Numerous Workflow Management Systems (WfMS) have been developed in the field of computational materials science with different workflow formats, hindering interoperability and reproducibility of workflows in the field. To address this challenge, we introduce here the Python Workflow Definition (PWD) as a workflow exchange format to share workflows between Python-based WfMS, currently AiiDA, jobflow, and pyiron. This development is motivated by the similarity of these three Python-based WfMS, that represent the different workflow steps and data transferred between them as nodes and edges in a graph. With the PWD, we aim at fostering the interoperability and reproducibility between the different WfMS in the context of Findable, Accessible, Interoperable, Reusable (FAIR) workflows. To separate the scientific from the technical complexity, the PWD consists of three components: (1) a conda environment that specifies the software dependencies, (2) a Python module that contains the Python functions represented as nodes in the workflow graph, and (3) a workflow graph stored in the JavaScript Object Notation (JSON). The first version of the PWD supports directed acyclic graph (DAG)-based workflows.

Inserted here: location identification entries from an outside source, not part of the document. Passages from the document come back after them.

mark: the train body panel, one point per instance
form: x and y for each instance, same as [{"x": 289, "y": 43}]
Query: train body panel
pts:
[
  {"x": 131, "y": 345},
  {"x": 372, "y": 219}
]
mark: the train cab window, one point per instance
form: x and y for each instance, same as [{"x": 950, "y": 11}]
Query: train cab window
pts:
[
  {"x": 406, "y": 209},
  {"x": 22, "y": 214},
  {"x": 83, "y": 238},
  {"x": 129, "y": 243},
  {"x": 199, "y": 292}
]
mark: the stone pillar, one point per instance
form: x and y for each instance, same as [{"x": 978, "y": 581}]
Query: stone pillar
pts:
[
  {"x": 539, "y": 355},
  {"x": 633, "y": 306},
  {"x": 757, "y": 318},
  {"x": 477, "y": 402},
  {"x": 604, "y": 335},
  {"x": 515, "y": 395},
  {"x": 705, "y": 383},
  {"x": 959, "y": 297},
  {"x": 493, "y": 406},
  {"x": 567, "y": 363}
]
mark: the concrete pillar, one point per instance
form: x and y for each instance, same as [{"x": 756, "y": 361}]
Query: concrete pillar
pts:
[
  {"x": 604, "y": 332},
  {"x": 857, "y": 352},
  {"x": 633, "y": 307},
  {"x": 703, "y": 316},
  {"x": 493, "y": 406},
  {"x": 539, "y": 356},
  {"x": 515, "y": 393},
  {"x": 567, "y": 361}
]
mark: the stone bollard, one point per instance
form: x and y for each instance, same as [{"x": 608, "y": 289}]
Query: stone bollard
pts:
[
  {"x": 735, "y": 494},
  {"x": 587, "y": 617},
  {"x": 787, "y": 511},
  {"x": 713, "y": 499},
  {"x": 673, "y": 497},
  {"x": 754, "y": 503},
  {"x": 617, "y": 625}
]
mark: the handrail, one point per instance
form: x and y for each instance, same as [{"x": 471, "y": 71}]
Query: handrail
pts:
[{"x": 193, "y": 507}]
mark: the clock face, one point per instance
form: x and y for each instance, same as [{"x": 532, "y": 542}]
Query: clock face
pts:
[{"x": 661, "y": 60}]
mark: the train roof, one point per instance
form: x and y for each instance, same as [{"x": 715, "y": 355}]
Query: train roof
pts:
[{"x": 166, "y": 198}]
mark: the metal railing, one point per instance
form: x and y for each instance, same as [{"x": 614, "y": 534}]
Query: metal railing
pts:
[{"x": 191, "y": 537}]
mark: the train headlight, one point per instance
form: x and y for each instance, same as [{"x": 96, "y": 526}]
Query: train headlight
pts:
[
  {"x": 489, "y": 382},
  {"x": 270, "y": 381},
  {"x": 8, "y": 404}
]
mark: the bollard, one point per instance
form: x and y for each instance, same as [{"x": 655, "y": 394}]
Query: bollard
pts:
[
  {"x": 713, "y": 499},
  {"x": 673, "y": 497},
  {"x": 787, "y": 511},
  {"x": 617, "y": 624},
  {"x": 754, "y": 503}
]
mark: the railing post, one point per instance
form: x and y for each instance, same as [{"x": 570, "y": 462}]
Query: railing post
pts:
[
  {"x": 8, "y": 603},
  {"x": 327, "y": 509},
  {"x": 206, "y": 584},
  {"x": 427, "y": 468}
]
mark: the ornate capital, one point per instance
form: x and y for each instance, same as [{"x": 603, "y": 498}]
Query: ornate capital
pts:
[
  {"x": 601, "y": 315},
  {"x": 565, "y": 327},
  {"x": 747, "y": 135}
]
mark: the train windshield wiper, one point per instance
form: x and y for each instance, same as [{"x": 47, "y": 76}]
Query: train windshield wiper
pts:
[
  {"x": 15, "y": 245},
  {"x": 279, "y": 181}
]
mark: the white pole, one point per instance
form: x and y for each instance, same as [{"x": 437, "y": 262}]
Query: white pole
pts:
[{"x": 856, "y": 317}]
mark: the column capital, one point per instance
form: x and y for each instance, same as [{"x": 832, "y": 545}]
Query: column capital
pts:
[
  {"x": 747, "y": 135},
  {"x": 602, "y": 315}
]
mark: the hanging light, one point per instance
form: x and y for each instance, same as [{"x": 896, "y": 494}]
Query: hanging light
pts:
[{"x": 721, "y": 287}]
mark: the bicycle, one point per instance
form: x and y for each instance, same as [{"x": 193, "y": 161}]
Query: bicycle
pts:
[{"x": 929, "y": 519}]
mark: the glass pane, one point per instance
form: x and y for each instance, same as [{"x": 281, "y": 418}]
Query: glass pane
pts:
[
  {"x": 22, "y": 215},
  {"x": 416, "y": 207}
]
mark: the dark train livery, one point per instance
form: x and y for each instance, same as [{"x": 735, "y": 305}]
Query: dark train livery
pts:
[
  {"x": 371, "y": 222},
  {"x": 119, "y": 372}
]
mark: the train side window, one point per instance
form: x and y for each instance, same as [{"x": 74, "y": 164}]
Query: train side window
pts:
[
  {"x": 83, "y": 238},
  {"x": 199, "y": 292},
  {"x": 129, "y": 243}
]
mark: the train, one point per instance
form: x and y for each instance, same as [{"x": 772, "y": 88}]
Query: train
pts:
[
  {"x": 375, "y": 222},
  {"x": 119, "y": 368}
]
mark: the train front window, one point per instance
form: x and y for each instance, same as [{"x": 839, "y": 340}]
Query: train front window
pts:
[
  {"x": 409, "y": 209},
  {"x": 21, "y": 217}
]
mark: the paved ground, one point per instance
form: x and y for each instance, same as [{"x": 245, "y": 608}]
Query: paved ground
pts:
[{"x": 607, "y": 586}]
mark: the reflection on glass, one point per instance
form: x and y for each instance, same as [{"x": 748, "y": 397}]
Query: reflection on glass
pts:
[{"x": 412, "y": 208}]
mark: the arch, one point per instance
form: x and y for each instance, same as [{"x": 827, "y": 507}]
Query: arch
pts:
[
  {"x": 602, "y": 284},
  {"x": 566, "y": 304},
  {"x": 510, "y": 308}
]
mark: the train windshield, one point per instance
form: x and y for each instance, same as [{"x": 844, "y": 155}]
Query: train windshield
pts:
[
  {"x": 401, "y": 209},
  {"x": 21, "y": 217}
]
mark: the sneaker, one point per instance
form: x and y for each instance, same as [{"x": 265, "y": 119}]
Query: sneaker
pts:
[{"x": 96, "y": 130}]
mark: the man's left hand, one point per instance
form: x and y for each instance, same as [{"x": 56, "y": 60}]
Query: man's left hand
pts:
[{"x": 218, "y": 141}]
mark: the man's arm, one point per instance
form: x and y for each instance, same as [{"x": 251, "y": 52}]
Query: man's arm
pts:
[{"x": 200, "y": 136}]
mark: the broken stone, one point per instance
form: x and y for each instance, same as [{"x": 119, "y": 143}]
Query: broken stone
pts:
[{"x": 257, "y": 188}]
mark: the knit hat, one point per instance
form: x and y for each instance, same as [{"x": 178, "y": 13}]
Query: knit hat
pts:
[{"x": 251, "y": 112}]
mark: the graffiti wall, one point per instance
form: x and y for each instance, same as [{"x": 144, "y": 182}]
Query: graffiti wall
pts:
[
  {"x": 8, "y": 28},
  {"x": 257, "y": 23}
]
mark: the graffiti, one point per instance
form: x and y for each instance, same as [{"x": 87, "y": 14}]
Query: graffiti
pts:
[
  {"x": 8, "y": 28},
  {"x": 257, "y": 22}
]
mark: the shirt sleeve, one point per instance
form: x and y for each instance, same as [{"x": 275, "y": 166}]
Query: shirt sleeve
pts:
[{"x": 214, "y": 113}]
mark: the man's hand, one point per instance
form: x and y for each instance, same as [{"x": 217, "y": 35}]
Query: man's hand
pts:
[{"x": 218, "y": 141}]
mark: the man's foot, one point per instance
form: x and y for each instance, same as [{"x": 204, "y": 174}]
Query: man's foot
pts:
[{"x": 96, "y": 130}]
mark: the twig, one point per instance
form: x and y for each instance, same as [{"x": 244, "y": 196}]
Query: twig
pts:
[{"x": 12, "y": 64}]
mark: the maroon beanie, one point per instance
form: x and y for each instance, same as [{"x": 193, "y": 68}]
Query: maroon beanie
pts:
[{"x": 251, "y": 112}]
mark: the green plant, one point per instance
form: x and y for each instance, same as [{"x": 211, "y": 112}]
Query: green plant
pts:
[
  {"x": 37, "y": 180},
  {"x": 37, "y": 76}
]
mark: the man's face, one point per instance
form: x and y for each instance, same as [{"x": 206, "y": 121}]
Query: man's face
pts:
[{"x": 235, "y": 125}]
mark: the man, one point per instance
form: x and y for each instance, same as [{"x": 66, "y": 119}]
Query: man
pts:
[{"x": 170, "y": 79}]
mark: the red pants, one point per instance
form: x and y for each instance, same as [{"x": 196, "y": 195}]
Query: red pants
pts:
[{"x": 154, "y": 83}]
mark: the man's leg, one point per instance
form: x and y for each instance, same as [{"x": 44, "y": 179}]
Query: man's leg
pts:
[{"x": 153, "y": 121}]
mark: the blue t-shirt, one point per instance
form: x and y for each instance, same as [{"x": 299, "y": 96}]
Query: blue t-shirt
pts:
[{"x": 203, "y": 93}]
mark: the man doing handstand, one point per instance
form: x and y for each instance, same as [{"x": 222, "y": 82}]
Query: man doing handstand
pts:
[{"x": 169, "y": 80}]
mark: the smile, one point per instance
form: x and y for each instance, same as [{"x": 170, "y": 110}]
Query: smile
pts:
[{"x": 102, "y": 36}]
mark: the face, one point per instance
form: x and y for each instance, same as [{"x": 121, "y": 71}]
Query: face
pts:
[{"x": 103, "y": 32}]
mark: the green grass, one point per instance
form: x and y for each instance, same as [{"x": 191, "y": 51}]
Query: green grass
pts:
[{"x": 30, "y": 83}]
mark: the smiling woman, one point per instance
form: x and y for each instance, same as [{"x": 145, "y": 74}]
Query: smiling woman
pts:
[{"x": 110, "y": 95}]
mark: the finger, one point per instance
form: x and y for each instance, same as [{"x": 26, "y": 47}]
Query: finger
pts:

Thus, any DAG-based workflow defined in one of the three WfMS can be exported to the PWD and afterwards imported from the PWD to one of the other WfMS. After the import, the input parameters of the workflow can be adjusted and computing resources can be assigned to the workflow, before it is executed with the selected WfMS. This import from and export to the PWD is enabled by the PWD Python library that implements the PWD in AiiDA, jobflow, and pyiron.

Paper Structure

This paper contains 8 sections, 4 figures.

Figures (4)

  • Figure 1: The Python Workflow Definition (PWD) consists of three components: a conda environment, a Python module, and a JSON workflow representation. The three Workflow Management Systems AiiDA, jobflow, and pyiron all support both importing and exporting to and from the PWD.
  • Figure 2: The arithmetic workflow computes the sum of the product and quotient of two numbers. The red nodes of the workflow graph denote inputs, the orange the outputs, and the blue nodes the Python functions for the computations. The labels of the edges denote the data transferred between the nodes.
  • Figure 3: Energy-versus-volume curve calculation workflow with Quantum ESPRESSO. Red boxes denote inputs, orange boxes outputs, blue boxes Python functions and green boxes calls to external executables.
  • Figure 4: File-based finite element workflow from Ref. nfdi4ing implemented with the Python Workflow Definition (PWD). Red nodes denote inputs, orange nodes outputs, green nodes calls to external executables, and the labels on the edges the files and data transferred between them. Files are passed as path objects between the individual steps.